Tale documentazione deve essere messa a disposizione, su richiesta, degli organi dell'amministrazione finanziaria, e conservata per un periodo di 10 anni dall’anno in cui il credito è stato utilizzato; il credito d'imposta è utilizzabile esclusivamente in compensazione rispetto alle tasse da pagare, a decorrere dal mese successivo a quello di sostenimento della spesa e deve essere indicato nella dichiarazione dei redditi relativa al periodo d'imposta di maturazione del credito e nelle dichiarazioni dei redditi relative ai periodi d'imposta successivi fino a quello nel quale se ne conclude l'utilizzo.
L’Agenzia delle Entrate ha emanato il 29 aprile 2020 un suo provvedimento che regolamenta il funzionamento del credito di imposta del 30% previsto dall’articolo 22 comma 6 del decreto fiscale del 2019; in particolar modo disciplina le comunicazioni obbligatorie che banche ed istituti di pagamento devono inviare all’Agenzia dell’Entrate ai fini del credito di imposta da riconoscere agli esercenti che hanno con loro una convenzione per accettare pagamenti digitali. Le comunicazioni devono essere fatte entro il 20 del mese successivo a quello in cui sono stati effettuati i pagamenti digitali da un consumatore. Banca d’Italia con un provvedimento del 21 aprile 2020 ha inoltre regolamentato le comunicazioni che banche e istituti di pagamento devono inviare periodicamente agli esercenti sulle commissioni pagate affinché sappiano quale credito d’imposta spetti loro. Le comunicazioni devono essere inviate entro il 20 del mese successivo a quello in cui sono state effettuate dai consumatori le spese pagate in modalità digitale.
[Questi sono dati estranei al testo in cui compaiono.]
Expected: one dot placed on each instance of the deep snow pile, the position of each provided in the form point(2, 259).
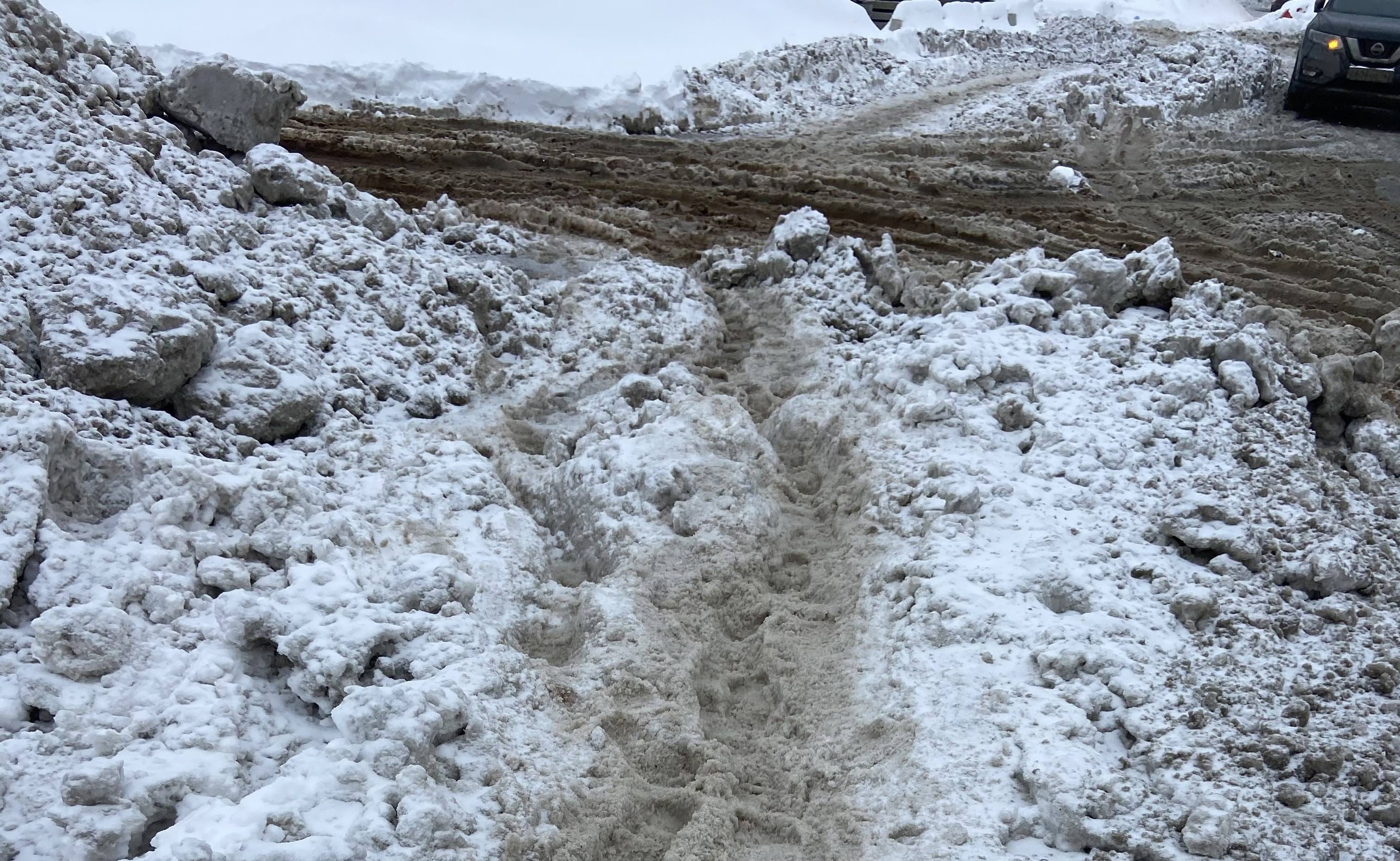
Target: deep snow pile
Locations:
point(334, 531)
point(1140, 86)
point(808, 80)
point(562, 43)
point(219, 645)
point(1126, 601)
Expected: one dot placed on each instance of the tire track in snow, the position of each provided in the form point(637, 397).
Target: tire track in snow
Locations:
point(713, 674)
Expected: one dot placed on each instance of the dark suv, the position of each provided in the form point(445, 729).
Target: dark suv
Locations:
point(1349, 54)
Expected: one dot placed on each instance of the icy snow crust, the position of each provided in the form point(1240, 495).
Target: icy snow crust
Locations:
point(806, 81)
point(334, 531)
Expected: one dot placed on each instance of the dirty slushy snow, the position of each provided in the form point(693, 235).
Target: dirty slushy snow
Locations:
point(334, 531)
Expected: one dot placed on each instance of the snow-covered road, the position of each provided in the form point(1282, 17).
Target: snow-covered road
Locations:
point(962, 516)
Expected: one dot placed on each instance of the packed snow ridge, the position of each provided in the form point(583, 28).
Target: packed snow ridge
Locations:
point(803, 81)
point(334, 531)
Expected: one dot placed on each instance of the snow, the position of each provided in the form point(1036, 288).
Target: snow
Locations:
point(1023, 14)
point(564, 548)
point(561, 43)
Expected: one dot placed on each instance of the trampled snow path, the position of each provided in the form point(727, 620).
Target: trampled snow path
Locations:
point(342, 532)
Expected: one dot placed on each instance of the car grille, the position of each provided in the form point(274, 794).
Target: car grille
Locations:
point(1367, 52)
point(879, 10)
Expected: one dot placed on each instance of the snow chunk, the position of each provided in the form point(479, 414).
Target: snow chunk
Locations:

Che fare allora? La soluzione potrebbe essere di azzerare le commissioni di incasso per i pagamenti inferiori ai 10 euro. In questo modo si favorirebbe l’accettazione dei pagamenti digitali dando una scossa al mercato. D’altra parte, l’esperienza di app di pagamento come Satispay dimostra che con commissioni basse (nessuna sotto i 10 euro e una fissa di 20 centesimi sul resto) ed eliminando il costo fisso del Pos, i piccoli esercenti si avvicinano ai pagamenti digitali. Insomma, sostiene l'associazine dei consumatori, bisogna ripensare le commissioni sui pagamenti digitali per renderli sostenibili anche per i piccoli esercenti. I consumatori dal canto loro devono poter usare la carta sempre.